Antiques Of The Week| 27th July 2021

Antiques Of The Week| 27th July 2021

A magnificent, mahogany and caned child’s Bergere high chair. The rounded Bergere chair has a footrest and an in-eating tray having a rail that slides through and locks in place to keep a child seated, raised on turned front legs and saber back legs united by a turned cross stretcher. The solid mahogany table that the chair sits upon is raised on legs that match the chair beautifully. The child’s chair and table are easy to take apart and put back together and are both held together by an original bolt.
Great little piece with gorgeous colour and patina to the wood and will look stunning in any corner of any room.

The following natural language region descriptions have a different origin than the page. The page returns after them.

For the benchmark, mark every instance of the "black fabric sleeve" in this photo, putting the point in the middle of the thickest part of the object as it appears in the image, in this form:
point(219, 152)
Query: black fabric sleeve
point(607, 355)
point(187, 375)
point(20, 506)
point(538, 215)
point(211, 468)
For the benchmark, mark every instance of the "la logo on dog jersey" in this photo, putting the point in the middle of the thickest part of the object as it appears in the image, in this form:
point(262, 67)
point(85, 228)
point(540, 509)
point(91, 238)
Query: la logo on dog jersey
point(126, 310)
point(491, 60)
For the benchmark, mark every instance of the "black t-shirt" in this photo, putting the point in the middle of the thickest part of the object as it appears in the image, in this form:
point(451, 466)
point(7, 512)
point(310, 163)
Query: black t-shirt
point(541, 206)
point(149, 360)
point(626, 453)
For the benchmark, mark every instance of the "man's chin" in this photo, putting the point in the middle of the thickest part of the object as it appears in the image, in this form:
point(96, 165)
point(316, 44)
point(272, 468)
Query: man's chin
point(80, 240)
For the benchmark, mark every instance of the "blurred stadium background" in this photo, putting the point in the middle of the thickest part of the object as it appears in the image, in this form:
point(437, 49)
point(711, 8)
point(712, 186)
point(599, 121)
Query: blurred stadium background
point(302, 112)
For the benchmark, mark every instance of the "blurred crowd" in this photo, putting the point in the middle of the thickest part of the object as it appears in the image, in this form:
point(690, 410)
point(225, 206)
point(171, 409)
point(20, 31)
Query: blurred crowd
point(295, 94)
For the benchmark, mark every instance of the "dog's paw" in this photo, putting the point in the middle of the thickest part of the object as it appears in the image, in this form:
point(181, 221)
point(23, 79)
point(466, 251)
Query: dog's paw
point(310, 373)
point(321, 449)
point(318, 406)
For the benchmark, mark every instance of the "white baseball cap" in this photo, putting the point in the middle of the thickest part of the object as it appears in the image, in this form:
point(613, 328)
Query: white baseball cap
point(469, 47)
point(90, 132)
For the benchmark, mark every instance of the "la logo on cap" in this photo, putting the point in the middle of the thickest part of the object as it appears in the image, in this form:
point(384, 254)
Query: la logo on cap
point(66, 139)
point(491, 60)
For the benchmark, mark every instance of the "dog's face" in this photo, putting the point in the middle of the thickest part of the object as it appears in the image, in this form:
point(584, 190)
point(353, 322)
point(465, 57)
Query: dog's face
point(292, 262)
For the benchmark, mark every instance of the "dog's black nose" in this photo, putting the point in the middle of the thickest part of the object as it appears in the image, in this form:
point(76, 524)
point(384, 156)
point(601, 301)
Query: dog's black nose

A Victorian wirework plant stand circa 1890. Could be used in the garden, in a conservatory or on a balcony to create a beautiful floral display.

Height – 31″  Length – 31″  Depth – 10″

This is an exceptional quality original Vintage Oil on Canvas Portrait Painting depicting an affluent and smartly dressed young boy who is sitting on a floral-patterned sofa whilst holding a red vintage Toy Fire Engine in one hand.

Painted during the 1950s-1960s by Royal Academy Listed artist ”Thomas Sherwood La Fontaine” (1915-2007). 

La Fontaine was an animal painter and draughtsman in black-and-white. He studied at Regent Street Polytechnic School of Art during the 1940s-1950s. His teachers, whilst there, included ‘Harry Watson’ and ‘Stuart Tresilian’.

Further exhibitions were held at the City and Guilds of London Art School, and the Royal Academy, to name but a few.

La Fontaine lived in Malmesbury, Wiltshire, for many years, and passed in 2007.

A stunning piece in every respect, with superb attention to detail, and signed by the artist lower-right corner.

Absolutely stunning looks beautiful the workmanship is beyond reproach solid cast condition is excellent length of 11 cm height 8 cm depth 8 cm.

Rare Mughal Cast Brass Rearing Horse 18th Century India

This is a beautifully modelled antique cast brass horse in the rearing pose, with open mouth and is saddled. Of realistic form, the head is depicted in a slightly smaller size in proportion to the body and is part of a group of similar equestrian figures.

This type of Mughal cast brass horse originates from the Persian Abbasid Dynasty and there is a 10th century example in the State Hermitage Museum, St. Petersburg (illustrated in “Heavenly Art, Earthly Beauty – The Arts of Islam”, Rotterdam 2000).